政府が資金繰りを日銀に頼りすぎると、財政運営が杜撰(ずさん)、野放図(のほうず)になるので、そうならないようにしなければなりません。ちょっと専門的ですが、整理しておきます。

憲法83条には「国の財政を処理する権限は、国会の議決に基づいて、これを行使しなければならない」と明定。財政民主主義の原則です。

これを受け、財政法5条は日銀の国債引受や政府の日銀借入を原則として禁止し、「特別の事由がある場合において、国会の議決を経た範囲内では、この限りではない」としています。

日銀法34条は、財政法5条を受けて「我が国の中央銀行として」国会の議決を経た範囲内で行う国債引受や政府貸付等の異例業務を列挙。一方、日銀法33条は「1条の目的を達成するため」に行う通常業務を列挙。不思議なことに両条文の枕詞が異なります。

日銀法1条は「我が国の中央銀行として」信用秩序の維持を図ることが目的と明記。

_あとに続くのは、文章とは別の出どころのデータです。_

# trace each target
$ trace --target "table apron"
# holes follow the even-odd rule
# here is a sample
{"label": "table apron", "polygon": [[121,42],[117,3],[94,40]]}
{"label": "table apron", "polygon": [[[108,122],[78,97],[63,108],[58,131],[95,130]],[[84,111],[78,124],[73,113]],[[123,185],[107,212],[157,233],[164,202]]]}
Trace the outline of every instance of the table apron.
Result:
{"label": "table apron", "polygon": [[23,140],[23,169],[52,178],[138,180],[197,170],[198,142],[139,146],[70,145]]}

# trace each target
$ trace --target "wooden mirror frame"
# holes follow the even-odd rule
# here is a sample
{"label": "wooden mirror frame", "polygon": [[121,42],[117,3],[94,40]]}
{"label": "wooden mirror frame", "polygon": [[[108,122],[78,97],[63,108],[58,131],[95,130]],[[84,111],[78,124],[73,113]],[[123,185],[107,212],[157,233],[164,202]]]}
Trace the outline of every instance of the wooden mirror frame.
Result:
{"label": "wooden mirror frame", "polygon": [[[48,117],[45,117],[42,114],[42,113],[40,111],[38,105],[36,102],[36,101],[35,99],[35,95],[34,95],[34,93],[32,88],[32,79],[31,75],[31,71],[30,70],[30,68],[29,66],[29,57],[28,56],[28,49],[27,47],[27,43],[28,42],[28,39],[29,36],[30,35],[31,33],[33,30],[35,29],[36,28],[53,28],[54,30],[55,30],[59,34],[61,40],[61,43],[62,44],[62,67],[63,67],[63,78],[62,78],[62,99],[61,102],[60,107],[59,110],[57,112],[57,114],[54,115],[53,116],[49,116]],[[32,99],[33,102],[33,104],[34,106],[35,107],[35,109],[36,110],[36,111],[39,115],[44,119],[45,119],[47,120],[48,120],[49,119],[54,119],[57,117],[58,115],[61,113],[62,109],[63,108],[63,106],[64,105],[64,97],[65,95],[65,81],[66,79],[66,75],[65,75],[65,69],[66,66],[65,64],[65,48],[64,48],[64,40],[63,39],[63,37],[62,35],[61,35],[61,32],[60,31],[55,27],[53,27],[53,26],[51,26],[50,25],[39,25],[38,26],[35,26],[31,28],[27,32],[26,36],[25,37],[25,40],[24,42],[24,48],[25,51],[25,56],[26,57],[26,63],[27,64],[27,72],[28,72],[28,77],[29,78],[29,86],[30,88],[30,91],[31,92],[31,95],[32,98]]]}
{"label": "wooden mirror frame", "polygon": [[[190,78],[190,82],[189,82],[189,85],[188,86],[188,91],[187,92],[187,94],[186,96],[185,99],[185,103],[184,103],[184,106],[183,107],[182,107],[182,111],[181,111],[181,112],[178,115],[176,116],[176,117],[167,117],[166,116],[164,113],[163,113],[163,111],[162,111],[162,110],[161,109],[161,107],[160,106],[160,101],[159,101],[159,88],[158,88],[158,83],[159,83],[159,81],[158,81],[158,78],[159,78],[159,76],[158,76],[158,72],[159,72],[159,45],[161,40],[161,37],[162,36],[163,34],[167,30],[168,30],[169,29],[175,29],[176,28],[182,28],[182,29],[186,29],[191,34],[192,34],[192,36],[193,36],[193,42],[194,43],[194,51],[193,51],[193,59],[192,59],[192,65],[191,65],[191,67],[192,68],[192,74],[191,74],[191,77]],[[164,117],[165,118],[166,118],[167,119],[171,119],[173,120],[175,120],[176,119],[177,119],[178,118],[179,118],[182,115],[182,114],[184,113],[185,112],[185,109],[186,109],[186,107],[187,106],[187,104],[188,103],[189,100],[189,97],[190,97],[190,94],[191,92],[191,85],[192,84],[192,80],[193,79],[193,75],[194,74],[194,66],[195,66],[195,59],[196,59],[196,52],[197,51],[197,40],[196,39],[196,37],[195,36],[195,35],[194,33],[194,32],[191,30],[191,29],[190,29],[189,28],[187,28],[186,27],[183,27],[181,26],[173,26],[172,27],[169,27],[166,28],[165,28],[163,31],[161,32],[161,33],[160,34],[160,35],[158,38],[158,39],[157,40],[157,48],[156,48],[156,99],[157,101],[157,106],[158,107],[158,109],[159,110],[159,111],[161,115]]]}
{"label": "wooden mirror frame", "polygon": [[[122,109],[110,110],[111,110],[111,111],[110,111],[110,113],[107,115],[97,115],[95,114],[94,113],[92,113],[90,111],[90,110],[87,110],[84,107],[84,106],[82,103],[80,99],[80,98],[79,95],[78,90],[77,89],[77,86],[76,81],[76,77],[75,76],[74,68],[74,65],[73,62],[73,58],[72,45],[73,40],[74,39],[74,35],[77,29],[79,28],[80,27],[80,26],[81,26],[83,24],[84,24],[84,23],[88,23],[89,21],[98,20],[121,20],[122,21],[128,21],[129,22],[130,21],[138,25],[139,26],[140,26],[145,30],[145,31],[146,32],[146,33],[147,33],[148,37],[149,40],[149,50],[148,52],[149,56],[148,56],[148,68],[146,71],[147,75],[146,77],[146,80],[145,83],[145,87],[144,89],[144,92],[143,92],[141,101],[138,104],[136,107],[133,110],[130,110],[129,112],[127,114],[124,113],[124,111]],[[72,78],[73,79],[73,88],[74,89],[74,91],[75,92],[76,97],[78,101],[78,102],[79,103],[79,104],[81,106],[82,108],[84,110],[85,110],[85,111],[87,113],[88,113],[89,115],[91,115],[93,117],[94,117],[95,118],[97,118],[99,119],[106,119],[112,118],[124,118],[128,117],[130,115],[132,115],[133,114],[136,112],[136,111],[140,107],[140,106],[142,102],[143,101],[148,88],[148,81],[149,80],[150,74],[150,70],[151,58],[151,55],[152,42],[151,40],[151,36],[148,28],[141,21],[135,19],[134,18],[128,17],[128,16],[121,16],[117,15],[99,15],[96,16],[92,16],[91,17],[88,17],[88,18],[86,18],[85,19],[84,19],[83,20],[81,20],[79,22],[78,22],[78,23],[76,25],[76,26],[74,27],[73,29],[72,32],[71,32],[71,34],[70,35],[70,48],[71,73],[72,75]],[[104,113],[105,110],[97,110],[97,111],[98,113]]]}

したがって、日銀法34条が信用秩序の維持に資するか否かがポイントです。

さらに「非伝統的金融政策」によって国会の議決を経ずに既に財政を肩代わりしている事態は憲法83条違反の疑義もあります。

また「中央銀行」という存在は憲法上明記されていないため、今後の財政運営において、中央銀行の定義(中央銀行とは何か)、及び憲法と財政法と日銀法の関係について議論が必要です。

日銀は自らの財務悪化に備えた自己資本増強の方針を表明しました。与謝野馨財務大臣も新たな財政再建目標の必要性に言及し始めました。日本の財政状況の深刻さを象徴しています。憲法83条の意味を噛み締めながら、国会でも十分に議論しなければなりません。